Llega al Congreso la ley para cambiar la sede de pago a los tenedores de deuda

La iniciativa oficial fue defendida por el presidente de la Cámara de Diputados, Julián Domínguez, mientras ratificaron su rechazo el jefe del bloque de Unión Pro Federico Pinedo, el diputado por Córdoba, Juan Schiaretti y el senador Adolfo Rodríguez Saá.
Domingo 24 de agosto de 2014
El proyecto de ley para cambiar la sede de pago a los bonistas de la deuda reestructurada empezará a ser analizado esta semana en el Congreso, en medio de opiniones cruzadas entre la oposición y del oficialismo por el manejo del litigio con los holdouts y por la postura a adoptar ante el fallo adverso para el país del juez Thomas Griesa.

La iniciativa oficial fue defendida por el presidente de la Cámara de Diputados, Julián Domínguez, mientras ratificaron su rechazo el jefe del bloque de Unión Pro Federico Pinedo, el diputado por Córdoba, Juan Schiaretti y el senador Adolfo Rodríguez Saá.

En sentido contrario al proyecto también se pronunció el presidente de la Sociedad Rural Argentina, Luis Miguel Etchevehere, quien opinó que hay que "cumplir" el fallo de Griesa.

El proyecto que cambia al agente fiduciario y el domicilio de pago a los bonistas regulares comenzará a ser evaluado el miércoles en el Senado en una reunión conjunta de las comisiones de Presupuesto y Hacienda, de Relaciones Exteriores y de Economía con la eventual presencia de algún funcionario del Poder Ejecutivo.

Domínguez afirmó que "Argentina está poniendo todo el empeño para cumplir con el 93 por ciento de acreedores que aceptaron la reestructuración de la deuda", y dijo que confía "que nadie va a votar en contra de los intereses de los argentinos".

"La voluntad de Griesa es impedir el pago y hacer caer la reesctructuración de la deuda y de ninguna manera lo vamos a hacer porque estamos convencidos de que como se resuelva esta situación está en juego el futuro de la Argentina", señaló.

En cambio, Pinedo rechazó el proyecto porque "agrava la situación" de la Argentina y opinó que "hay que respetar las sentencias de los jueces que vos elegís como lo eligió Néstor Kirchner cuando emitió la deuda en el 2005 y 2010".

Schiaretti coincidió en que "este proyecto, así como está, no se puede votar porque presenta riesgos de agravar los problemas en vez de avanzar en soluciones".

"Además, numerosos bonistas que entraron en el canje, y que por estatuto propio sólo pueden tener la jurisdicción de Nueva York, no podrían cobrar, con el riesgo de que se inicien más juicios contra Argentina", añadió.

Schiaretti indicó que "si hay en serio una voluntad de cuidado de los bonistas que entraron al canje, antes de hacer un proyecto de ley habría que llamarlos para ver en conjunto cuál es la mejor manera de garantizar que cobren y, luego de acordar eso, sancionar una ley si correspondiera".

En igual sintonía, Rodríguez Saá dijo al diario La Nación que "el primer error fue que Kirchner prorrogó la jurisdicción". "Él eligió la jurisdicción de Nueva York y a Griesa.
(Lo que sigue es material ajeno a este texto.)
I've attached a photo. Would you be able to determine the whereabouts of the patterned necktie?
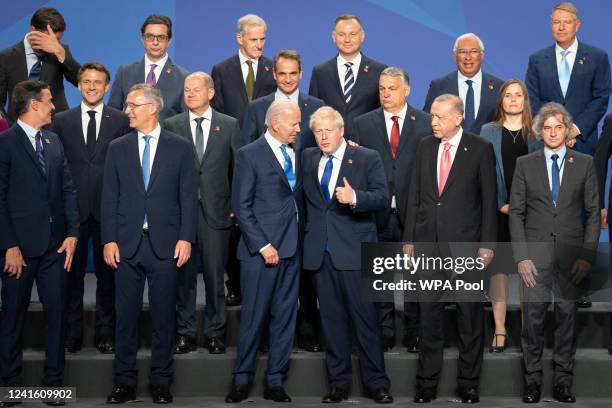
[390,116,399,159]
[559,50,571,98]
[463,79,476,130]
[321,154,334,204]
[281,145,295,190]
[438,142,453,196]
[145,64,157,86]
[342,62,355,103]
Ellos son los responsables y deben hacerse cargo. Después, durante diez años provocaron al juez y lo peor que puede hacer un deudor es insultar al juez", objetó.

En la misma línea, Etchevehere alegó que "uno se somete a una jurisdicción, ese juez falla en contra, hay que cumplir el fallo".

"El gobierno nacional voluntariamente se sometió a la justicia americana porque en aquel momento le convenía para poder colocar los bonos que estaba ofreciendo, le daba garantías a los compradores de bonos de una justicia independiente", dijo.

Así, opinó que "lo que corresponde es cumplir (con) el fallo de un tribunal al cual Argentina se sometió voluntariamente".